Access to the island can be dangerous when the rocky causeway is covered by the sea, as there are strong currents across it.

This White Island should not be confused with a much smaller island of the same name, which lies off the coast of Samson.

==History==
The uninhabited island lies off the north coast of St Martin's. It is about 15.25 ha and until comparatively recently was part of St Martin’s. In 1814 the area of the island was estimated as fifty acres. At the north-east end of the island a fragment of altered killas, which at one time covered a much wider area, could be seen in 1911.

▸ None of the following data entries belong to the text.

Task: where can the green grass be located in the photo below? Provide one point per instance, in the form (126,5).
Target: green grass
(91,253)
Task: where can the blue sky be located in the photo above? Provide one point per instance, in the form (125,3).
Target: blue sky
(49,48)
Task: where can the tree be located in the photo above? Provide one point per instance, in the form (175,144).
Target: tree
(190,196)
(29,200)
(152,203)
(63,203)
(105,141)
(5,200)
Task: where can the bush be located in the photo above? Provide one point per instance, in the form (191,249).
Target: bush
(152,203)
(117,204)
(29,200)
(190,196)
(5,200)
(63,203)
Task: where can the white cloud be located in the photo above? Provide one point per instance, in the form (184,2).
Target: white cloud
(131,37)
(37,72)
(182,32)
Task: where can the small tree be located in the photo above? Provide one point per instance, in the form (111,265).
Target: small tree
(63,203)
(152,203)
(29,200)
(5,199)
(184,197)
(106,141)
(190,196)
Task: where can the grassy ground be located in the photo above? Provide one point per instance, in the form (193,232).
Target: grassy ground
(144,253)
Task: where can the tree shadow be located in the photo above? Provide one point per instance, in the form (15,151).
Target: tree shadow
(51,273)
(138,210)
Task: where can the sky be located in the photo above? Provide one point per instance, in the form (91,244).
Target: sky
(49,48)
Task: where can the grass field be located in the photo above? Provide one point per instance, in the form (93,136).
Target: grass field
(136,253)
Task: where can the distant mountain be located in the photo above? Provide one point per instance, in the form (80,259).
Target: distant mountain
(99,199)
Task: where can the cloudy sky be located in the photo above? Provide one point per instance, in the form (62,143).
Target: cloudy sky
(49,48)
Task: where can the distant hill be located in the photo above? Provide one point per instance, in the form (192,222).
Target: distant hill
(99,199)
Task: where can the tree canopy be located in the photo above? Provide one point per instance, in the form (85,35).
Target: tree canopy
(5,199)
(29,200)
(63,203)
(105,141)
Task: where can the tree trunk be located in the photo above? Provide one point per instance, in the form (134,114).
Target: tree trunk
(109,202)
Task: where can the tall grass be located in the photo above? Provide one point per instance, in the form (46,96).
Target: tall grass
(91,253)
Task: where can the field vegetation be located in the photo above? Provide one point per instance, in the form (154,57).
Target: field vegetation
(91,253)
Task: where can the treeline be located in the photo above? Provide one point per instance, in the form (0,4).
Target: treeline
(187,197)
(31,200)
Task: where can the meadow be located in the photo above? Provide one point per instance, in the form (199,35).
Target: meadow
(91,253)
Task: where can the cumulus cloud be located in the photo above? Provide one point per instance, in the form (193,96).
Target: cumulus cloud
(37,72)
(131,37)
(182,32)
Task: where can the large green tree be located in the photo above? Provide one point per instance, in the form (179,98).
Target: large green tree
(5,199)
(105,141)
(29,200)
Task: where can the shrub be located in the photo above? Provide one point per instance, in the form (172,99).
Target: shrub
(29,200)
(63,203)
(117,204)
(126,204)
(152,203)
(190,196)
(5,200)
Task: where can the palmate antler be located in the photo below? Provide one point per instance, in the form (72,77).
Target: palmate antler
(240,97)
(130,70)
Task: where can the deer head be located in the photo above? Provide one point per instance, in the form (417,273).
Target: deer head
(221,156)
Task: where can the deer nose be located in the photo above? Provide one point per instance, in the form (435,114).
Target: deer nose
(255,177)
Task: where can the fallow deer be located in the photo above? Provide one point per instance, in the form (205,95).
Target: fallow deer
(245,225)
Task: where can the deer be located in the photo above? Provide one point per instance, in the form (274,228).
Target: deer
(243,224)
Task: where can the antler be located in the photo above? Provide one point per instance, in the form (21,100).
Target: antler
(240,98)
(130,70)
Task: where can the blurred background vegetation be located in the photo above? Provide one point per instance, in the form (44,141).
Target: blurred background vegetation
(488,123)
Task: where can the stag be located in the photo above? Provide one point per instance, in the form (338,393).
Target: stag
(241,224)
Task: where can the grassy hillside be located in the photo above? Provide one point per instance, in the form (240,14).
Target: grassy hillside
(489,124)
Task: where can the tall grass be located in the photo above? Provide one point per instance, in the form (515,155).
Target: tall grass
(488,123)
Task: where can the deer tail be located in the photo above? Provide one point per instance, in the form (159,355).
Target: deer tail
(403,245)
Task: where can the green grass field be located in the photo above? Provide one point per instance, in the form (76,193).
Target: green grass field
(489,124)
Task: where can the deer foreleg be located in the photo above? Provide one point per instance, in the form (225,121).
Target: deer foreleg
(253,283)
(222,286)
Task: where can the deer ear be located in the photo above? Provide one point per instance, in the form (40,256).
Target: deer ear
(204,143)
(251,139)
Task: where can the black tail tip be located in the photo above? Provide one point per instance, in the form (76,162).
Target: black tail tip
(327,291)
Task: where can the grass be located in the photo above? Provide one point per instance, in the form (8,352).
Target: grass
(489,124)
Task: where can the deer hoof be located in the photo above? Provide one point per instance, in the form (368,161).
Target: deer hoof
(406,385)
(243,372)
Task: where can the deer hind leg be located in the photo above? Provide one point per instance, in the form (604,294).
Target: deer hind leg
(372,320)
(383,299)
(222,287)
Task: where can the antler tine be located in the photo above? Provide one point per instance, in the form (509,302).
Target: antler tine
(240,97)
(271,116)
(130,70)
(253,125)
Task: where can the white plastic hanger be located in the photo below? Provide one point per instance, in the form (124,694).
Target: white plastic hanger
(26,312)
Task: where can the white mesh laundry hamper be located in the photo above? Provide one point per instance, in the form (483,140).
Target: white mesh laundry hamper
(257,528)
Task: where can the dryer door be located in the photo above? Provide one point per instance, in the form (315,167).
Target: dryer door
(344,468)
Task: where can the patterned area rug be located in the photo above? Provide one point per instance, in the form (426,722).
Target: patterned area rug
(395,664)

In common with the larger island, the place names are mostly English with the exception of Camper on the south-east coast (meaning tide race or roost in Cornish) and Porthmoren, a place on the west of the shingle and boulder bar that separates the two islands. In Cornish moren is a girl, or maiden, and porth is a landing place. The north-west of the island rises to a height of 21 m and is topped by a ruined entrance grave. There are also other ancient monuments, including a chambered cairn and several other cairns, To the south, and sheltered by the hill, are six small mounds or cairns. Two walls indicating a bank and ditch field system are also present. An examination of one cairn in 1975 showed that it was about 3 m across, possibly double walled on the north side and probably too small to be a hut circle. Only part of the island is scheduled as an Ancient Monument, but the county archaeological unit has recommended that the whole island should be scheduled.

==Natural history==
White Island is designated as a SSSI because of the waved maritime heath, maritime grassland, breeding seabirds and for the sequence of Late Pleistocene deposits in the cleft of Chad Girt which almost cuts the island in two. The sequence of Quaternary deposits is as follows:
- A raised beach
- Granitic head known as Porthloo Breccia; named after the site on St Mary’s
- Gravel that underwent solifluction known as Hell Bay Gravel (Bryher) which consists of clasts and loess from glacial material in the Irish Sea
- Head with erratics named after the nearby site on St Martin’s (Bread and Cheese Breccia).

Because it lies on the northern edge of the archipelago, the island is particularly exposed to high winds and salt spray. Consequently, the thin skeletal soil is covered in wind-blown maritime heath made up principally of western gorse (Ulex gallii), bell heather (Erica cinerea) and heather (Calluna vulgaris). English stonecrop (Sedum anglicum), bird's-foot trefoil (Lotus corniculatus) and heath bedstraw (Galium saxatile) can be found growing among the heath and gorse. On the deeper soils, bracken (Pteridium aquilinum) dominates, with bramble (Rubus fruticosus) and honeysuckle (Lonicera periclymenum). Along the western coast of the island is a small area of maritime grassland with the usual Isles of Scilly species of red fescue (Festuca rubra), thrift (Armeria maritima), common scurvygrass (Cochlearia officinalis), buck’s-horn plantain (Plantago coronopus) and sea beet (Beta maritima). In April 2001 the first confirmed Scillonian record (since 1967) of the RDB gilt-edged lichen (Pseudocyphellaria aurata) was found on White Island. A widespread and frequent species in the tropics, often found in Macaronesia but rare on mainland Europe, this is a UK Biodiversity Action Plan Priority species and is protected under schedule 8 of the Wildlife and Countryside Act 1981.

===Breeding birds===
Four species of gull and one species of petrel breed on White Island. They are Great Black-backed Gull (Larus marinus), Lesser Black-backed Gull (L fuscus), Herring Gull (L argentatus), Kittiwake (Rissa tridactyla) and the Fulmar (Fulmarus glacialis).